Newsgroups: comp.parallel.mpi
From: nevin@tbag.osc.edu (Nicholas Nevin)
Subject: LAM 6.0 performance
Organization: Ohio Supercomputer Center
Date: 15 Mar 1996 13:51:51 -0500
Message-ID: <vn2g2ba42bc.fsf@tbag.osc.edu>


Previous versions of LAM, an MPI implementation for clusters, were performance
handicapped because all communication was routed through LAM's per-node daemon,
much like PVM in default mode.  Any library-only implementation, most notably
MPICH, was significantly faster because communication is direct between
application processes, using underlying network services (TCP/IP on clusters).
Our initial motivation for implementing with a daemon was to supply superior
debugging capabilities and a faster test cycle (inspect, recompile, rerun).

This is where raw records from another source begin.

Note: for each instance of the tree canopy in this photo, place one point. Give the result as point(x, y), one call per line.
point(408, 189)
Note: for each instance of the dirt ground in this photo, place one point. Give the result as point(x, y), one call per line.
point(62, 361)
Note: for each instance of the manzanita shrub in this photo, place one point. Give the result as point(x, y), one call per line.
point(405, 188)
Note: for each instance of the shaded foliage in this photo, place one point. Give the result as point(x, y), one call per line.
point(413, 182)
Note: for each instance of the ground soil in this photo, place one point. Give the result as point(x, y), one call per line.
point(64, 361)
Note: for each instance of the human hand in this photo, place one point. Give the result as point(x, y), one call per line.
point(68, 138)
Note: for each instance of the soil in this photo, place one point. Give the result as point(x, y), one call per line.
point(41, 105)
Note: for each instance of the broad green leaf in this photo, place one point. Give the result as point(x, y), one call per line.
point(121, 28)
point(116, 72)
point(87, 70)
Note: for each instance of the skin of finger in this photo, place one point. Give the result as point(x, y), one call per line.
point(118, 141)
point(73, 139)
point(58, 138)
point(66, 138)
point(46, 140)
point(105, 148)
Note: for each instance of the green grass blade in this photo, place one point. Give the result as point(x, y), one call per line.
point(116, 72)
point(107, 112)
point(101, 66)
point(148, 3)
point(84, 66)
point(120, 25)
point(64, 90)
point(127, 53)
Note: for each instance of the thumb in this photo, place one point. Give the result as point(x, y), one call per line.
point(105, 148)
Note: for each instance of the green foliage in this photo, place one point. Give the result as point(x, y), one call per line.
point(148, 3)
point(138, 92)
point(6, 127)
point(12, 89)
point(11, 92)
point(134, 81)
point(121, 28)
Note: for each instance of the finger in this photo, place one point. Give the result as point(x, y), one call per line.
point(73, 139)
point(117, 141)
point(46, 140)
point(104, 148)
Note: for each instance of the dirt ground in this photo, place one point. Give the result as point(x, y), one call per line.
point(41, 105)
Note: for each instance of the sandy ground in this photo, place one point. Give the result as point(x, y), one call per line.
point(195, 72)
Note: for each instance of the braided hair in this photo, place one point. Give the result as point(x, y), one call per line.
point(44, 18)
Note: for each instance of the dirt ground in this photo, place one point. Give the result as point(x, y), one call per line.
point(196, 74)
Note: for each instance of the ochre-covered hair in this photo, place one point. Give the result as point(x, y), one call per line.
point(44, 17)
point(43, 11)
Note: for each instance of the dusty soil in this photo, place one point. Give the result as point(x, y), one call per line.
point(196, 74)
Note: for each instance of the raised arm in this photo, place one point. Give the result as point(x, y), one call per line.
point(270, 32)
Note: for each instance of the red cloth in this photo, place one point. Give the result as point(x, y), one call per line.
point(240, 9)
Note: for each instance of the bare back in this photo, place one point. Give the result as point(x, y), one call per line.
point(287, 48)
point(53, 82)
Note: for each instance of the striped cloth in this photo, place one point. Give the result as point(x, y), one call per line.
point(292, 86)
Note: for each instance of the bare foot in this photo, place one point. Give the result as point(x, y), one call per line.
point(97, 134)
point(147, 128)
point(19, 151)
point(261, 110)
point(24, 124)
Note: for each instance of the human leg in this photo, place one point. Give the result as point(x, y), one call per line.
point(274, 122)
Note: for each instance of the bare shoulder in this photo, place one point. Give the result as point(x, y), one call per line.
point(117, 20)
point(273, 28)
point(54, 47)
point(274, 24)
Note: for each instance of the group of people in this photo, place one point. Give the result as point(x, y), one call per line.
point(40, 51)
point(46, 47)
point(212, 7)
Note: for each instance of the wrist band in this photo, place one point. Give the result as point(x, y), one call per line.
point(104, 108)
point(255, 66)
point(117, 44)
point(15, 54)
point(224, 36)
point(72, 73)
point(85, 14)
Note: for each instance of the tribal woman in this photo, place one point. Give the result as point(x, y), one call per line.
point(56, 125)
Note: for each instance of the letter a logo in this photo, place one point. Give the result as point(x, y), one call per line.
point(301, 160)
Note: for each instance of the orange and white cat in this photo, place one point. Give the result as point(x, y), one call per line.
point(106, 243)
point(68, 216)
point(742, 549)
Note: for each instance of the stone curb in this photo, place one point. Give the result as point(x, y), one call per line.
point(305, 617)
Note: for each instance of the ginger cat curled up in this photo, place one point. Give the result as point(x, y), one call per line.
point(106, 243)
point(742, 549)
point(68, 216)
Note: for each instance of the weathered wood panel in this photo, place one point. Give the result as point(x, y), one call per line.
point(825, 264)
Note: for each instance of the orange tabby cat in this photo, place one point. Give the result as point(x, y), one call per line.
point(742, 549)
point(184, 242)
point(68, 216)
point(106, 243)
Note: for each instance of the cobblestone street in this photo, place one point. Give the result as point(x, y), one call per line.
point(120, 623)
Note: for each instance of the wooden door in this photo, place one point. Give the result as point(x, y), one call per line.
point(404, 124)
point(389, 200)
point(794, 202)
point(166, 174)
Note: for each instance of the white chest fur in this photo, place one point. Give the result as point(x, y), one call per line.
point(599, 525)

LAM 6.0, the new release, removes this performance handicap, because it
is also capable of direct process-to-process MPI communication, bypassing
the daemon.  The choice between enhanced debugging or peak performance
is made on the mpirun command-line; there are no code provisions.

% mpirun myapp

traditional mode with max inspection capability of processes and messages
at runtime

% mpirun -c2c myapp

"client-to-client" or "go-fast" mode, bypassing the daemon and getting the
best performance from the underlying system

To back up this advertisement, we studied the performance of LAM 6.0
and MPICH 1.0.12 on our DEC AXP cluster, connected via a FDDI network
(no giga-switch).  The results are presented in Ohio Supercomputer Center
Technical Report OSC-TR-1996-4, available from http://www.osc.edu/lam.html
or ftp://ftp.osc.edu/pub/lam.

Here is a brief summary of the results.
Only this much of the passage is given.